Début 1998, Téo est la patate chaude de la ville de Lyon. Un coup ouvert, un coup fermé, un coup trop cher, un coup gratuit… Le périphérique nord est passé par tous les stades, et sa gestion fait grincer des dents. Alors que Bouygues doit percevoir des indemnités de la ville de Lyon suite à l'annulation de son contrat de concession, les lyonnais craignent de devoir mettre la main au porte-monnaie. En effet, ils s'attendaient à ce que Raymond Barre monte au créneau pour défendre les deniers publics, mais ce dernier ne bronche pas. Lassés d'attendre une réaction de leur maire, les lyonnais prennent les choses en main et portent plainte eux-mêmes. C'est une association de consommateur, soutenue par plusieurs collectifs citoyens, qui interpelle la justice pour corruption passive.

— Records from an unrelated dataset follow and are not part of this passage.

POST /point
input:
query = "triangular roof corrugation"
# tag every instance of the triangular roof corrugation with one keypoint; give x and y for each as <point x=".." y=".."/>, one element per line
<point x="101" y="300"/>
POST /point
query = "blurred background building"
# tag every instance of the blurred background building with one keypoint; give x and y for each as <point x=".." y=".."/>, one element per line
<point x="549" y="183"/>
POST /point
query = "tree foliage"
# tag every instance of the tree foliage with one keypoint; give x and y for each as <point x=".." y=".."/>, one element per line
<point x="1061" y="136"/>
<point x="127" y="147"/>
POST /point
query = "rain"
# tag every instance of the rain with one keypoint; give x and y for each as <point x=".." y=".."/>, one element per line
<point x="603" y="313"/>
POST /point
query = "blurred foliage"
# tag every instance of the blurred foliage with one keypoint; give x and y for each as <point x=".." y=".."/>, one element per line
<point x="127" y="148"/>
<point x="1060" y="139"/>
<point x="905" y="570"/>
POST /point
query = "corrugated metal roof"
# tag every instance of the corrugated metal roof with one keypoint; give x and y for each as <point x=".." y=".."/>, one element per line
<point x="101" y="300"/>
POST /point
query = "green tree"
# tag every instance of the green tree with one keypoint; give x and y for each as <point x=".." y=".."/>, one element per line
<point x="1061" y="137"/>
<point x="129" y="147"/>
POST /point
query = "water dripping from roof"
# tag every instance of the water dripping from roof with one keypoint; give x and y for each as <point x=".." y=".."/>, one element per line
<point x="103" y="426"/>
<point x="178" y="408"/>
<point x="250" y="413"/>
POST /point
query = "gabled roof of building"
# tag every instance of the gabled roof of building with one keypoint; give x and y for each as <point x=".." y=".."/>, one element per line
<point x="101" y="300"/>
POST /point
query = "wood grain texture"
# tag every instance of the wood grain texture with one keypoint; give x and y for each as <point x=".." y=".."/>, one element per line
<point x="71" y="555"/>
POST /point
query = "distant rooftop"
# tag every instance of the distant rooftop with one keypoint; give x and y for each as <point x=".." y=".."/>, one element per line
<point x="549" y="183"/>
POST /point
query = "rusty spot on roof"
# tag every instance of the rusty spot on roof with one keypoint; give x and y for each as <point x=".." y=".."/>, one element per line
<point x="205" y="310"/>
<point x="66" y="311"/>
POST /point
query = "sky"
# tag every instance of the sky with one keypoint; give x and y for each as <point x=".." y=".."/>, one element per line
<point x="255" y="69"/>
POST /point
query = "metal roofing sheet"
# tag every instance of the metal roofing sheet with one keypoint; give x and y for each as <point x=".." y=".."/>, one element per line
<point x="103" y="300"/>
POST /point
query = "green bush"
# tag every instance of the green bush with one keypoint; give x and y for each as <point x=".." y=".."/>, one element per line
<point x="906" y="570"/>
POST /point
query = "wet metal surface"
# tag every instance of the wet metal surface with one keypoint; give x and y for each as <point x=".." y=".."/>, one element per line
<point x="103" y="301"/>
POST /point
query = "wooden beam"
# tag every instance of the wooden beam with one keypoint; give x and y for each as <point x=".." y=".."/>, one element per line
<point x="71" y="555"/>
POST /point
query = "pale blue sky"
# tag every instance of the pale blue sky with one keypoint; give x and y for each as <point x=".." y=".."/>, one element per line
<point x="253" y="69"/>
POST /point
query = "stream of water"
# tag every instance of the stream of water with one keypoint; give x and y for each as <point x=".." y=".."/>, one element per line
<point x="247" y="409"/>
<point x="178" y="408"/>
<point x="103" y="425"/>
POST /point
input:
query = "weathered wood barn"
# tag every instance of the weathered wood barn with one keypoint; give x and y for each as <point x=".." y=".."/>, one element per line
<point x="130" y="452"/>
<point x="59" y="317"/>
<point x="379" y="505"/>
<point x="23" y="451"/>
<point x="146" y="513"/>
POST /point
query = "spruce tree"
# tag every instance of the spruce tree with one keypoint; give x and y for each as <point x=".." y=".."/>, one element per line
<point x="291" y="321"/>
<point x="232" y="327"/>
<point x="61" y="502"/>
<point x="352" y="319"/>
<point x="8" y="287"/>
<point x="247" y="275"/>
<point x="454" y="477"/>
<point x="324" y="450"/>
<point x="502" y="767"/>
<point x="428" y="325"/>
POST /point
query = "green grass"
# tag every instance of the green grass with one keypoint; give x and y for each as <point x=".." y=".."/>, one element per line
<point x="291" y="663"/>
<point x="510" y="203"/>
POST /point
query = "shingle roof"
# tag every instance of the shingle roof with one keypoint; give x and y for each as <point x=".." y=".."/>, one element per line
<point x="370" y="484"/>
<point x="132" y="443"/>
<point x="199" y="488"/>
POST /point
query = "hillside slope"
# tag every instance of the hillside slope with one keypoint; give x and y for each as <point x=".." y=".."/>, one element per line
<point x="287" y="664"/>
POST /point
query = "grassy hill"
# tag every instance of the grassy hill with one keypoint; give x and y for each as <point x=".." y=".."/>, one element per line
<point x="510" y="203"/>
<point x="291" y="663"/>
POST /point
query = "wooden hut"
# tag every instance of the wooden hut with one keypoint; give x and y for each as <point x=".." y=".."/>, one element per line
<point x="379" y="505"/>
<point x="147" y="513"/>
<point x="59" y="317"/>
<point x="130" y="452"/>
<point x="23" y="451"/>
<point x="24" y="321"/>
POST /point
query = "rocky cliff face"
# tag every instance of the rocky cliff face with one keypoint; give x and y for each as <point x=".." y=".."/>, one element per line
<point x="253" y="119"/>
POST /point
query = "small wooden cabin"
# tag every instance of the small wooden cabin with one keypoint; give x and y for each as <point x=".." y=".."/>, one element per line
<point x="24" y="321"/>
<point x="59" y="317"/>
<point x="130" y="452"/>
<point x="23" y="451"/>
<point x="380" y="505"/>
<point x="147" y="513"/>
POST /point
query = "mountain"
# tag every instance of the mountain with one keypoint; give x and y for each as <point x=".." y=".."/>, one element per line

Un article publié dans Lyon Capitale n°161 le mercredi 4 mars 1998, signé par Frédéric Crouzet.
Téo : les opposants portent plainte pour corruption passive
Puisque Raymond Barre ne souhaite pas engager d'action judiciaire dans le dossier Téo, les citoyens prennent la relève. Une association membre du collectif pour la gratuité du périphérique a déposé plainte contre X pour corruption passive. Le doyen des juges d'instruction l'a déclarée recevable.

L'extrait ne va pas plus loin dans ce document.